As a general unwritten rule, your mates sister was off limits and by inference, any young girl in the estate was someone’s sister and it behooved all the guys to stand guard against boys from outside trying to ‘confuse’ their girls. That then gave birth to the term “Manyanga’ which denoted the young girl whose body was changing during puberty and developing curvy bodily parts that attracted the designs of the ‘fisi’ lurking around.
The term Manyanga would later be adopted to illustrate the new flashy matatus that hit the scene, known metaphorically for their curvy body designs.
That version of collective responsibility was standard practise for the pioneer African communities in Nairobi in the late 50s and early 60s. The new urban working class communities had carried forth the practices from the villages and enforced them as measure against the immoral forces of ‘modernity’. A child found misbehaving, which meant anything from skipping class to smoking a cigarette could be punished by any adult in the vicinity.
Most people understood that they had to be actively involved in policing their communities to save the innocents from negative influences beyond their understanding.
We live in a different world now and individualism is a way of life. Selfishness is manifest in most sectors of public life and explicitly displayed in the corruption culture that has become pervasive. Looking out for another, especially where there is no personal gain is considered naïve. But it is not always so bleak.
One of the most the encouraging things that I have witnessed over this year as has been the online watchdogs taking an active role in exposing ‘ushenzi’ behaviour. Just the other week, an individual named Mohammad Alfayo was called out for bragging about having sex with a minor. In the same week, two MCAs from Kisii County were apprehended after a concerned citizen spotted them taking advantage of underage high school girls. Early in September, an employee of Kenya Airport Authority attracted the wrath of concerned Kenyans online when he glorified having sex with children and tried to past it off as a joke.
Yet, I am also aware that these incidences came to my attention because they were exposed on Facebook. They constitute merely a fraction of the real menace that goes on behind the scenes and unreported.
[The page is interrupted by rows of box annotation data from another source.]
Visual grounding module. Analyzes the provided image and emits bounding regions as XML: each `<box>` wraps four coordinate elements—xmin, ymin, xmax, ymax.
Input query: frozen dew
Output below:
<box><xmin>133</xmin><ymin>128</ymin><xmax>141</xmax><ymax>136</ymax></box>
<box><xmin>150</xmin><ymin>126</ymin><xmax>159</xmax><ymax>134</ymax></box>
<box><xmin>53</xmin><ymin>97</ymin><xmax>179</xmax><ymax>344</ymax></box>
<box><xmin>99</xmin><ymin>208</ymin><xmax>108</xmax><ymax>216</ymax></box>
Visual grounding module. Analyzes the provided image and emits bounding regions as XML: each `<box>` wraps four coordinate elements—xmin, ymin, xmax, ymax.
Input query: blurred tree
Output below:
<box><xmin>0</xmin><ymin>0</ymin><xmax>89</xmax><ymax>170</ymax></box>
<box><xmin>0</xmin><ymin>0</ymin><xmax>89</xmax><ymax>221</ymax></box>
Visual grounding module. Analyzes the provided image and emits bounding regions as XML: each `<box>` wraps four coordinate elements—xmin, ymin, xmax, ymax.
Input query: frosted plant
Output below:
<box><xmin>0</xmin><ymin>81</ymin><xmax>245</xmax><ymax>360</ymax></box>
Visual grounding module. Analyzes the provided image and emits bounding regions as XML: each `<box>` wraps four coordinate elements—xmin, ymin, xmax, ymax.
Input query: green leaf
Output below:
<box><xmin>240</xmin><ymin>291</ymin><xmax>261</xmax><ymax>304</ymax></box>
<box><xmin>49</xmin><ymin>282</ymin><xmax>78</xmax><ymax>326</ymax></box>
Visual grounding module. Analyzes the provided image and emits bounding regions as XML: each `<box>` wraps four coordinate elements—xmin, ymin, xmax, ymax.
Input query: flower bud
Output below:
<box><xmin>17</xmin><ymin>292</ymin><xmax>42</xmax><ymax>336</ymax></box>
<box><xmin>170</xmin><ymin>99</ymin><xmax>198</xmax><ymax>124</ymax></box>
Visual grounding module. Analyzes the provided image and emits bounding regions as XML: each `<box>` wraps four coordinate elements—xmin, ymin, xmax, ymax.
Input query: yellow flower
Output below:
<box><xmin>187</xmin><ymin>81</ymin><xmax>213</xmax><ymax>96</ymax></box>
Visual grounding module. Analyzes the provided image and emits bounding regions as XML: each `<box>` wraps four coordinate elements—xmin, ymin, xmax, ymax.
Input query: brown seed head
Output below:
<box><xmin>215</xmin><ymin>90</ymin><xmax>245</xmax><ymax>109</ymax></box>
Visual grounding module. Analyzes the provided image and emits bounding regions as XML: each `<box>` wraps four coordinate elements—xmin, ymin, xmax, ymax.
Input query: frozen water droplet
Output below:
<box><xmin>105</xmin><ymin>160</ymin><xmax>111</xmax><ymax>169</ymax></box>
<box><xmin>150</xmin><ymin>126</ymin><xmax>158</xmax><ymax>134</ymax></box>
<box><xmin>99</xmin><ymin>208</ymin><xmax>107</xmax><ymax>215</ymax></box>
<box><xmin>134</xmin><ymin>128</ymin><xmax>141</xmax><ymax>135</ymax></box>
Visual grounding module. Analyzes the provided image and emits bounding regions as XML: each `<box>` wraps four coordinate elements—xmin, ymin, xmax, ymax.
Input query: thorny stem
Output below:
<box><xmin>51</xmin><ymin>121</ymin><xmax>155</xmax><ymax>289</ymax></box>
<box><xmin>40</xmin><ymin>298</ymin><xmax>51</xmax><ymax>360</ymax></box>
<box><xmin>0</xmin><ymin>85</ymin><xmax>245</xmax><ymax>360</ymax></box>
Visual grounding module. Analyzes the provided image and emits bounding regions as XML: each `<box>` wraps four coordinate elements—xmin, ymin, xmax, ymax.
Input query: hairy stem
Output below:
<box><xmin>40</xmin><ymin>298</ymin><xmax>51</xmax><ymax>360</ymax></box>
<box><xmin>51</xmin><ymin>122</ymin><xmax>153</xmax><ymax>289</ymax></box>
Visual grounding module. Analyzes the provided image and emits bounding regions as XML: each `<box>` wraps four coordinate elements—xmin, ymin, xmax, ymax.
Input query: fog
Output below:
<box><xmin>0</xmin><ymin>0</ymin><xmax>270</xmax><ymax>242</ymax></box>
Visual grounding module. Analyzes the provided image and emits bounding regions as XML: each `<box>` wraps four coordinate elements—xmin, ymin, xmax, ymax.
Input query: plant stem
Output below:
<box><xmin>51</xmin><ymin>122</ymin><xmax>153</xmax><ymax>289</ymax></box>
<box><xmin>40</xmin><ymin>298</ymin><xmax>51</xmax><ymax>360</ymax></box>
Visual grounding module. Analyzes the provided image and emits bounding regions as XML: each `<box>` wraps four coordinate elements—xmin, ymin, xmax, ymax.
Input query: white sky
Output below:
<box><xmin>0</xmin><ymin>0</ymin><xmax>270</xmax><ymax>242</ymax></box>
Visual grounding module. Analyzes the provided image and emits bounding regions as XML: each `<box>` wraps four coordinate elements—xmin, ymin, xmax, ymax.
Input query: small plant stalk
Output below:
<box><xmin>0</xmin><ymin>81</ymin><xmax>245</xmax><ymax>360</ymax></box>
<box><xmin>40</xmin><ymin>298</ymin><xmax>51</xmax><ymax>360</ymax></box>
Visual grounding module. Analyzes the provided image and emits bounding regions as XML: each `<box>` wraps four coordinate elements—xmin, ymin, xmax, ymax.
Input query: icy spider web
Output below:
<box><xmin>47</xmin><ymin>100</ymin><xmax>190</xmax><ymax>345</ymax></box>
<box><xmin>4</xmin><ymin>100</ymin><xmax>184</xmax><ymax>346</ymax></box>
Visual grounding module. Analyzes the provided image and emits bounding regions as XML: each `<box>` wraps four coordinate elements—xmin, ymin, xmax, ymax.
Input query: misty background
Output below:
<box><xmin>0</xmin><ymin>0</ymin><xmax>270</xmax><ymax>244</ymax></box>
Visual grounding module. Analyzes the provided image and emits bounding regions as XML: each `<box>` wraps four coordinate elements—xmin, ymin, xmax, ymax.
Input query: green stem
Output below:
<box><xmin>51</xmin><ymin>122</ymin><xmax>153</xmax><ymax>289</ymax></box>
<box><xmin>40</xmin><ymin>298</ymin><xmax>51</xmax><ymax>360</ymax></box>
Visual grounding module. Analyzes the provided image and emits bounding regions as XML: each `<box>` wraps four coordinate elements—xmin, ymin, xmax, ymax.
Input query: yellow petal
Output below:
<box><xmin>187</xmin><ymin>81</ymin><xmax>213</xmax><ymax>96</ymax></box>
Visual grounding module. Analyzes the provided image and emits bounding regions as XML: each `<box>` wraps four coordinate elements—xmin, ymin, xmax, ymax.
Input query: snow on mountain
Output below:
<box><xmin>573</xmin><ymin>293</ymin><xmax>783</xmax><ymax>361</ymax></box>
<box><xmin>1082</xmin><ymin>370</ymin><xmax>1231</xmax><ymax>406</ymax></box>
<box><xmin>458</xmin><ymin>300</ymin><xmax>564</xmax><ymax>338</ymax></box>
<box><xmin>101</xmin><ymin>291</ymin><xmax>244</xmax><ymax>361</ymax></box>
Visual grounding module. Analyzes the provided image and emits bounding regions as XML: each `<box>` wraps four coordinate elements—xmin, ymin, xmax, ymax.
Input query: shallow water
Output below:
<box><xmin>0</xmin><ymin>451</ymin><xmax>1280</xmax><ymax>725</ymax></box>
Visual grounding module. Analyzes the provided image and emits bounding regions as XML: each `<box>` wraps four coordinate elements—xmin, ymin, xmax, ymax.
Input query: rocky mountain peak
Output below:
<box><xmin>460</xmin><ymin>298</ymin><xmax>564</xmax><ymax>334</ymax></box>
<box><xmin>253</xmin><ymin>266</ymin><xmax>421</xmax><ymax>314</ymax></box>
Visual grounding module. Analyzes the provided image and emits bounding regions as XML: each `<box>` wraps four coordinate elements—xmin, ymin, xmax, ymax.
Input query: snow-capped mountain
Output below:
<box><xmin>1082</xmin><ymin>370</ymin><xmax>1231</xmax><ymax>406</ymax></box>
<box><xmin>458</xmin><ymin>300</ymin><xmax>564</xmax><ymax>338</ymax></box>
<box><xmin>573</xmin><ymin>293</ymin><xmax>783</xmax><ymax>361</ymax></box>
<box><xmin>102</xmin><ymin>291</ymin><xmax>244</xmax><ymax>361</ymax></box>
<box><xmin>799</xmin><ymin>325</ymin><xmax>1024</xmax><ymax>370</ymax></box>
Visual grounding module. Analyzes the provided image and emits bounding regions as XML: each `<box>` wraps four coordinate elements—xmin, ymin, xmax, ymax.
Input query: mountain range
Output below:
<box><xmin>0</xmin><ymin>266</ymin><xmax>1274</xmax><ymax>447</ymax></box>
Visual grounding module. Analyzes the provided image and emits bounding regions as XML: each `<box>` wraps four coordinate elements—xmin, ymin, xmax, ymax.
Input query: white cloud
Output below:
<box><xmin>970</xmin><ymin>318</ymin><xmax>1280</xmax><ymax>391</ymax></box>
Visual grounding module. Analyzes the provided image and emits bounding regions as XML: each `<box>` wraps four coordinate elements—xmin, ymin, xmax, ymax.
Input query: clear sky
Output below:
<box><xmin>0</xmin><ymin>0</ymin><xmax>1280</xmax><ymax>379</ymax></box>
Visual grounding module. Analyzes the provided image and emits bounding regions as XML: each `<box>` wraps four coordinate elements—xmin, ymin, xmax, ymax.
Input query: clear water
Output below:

Children, both boys and girls are at high risk of sexual abuse and often from insiders entrusted to protect them. A large number of sexual abuse cases are attributed to fathers, uncles, older cousins, family friends and teachers. Children who are abandoned and uncared for are at even greater risk of abuse.
It is obvious that the awareness of the psychological trauma of child sexual exploitation has to be raised. It is a growing disorder and its prevalence in everyday life is greater than we imagine. The scary thing is that the perpetrators of child sexual exploitation believe that they are doing the children a favour and that the child enjoys the act. The recurring testimonies of victims who were sworn to secrecy and into protecting their own exploiters are about the convincing stories that were used to justify their own abuse.
In my view, we need to go back to the logic of the mtaa boys of the early days. The idea that all young children are our kids. It was Mandela who said, that there can be no keener revelation of a society’s soul than the way it treats it children.
We are doomed as a society if we choose to remain silent about the things that matter.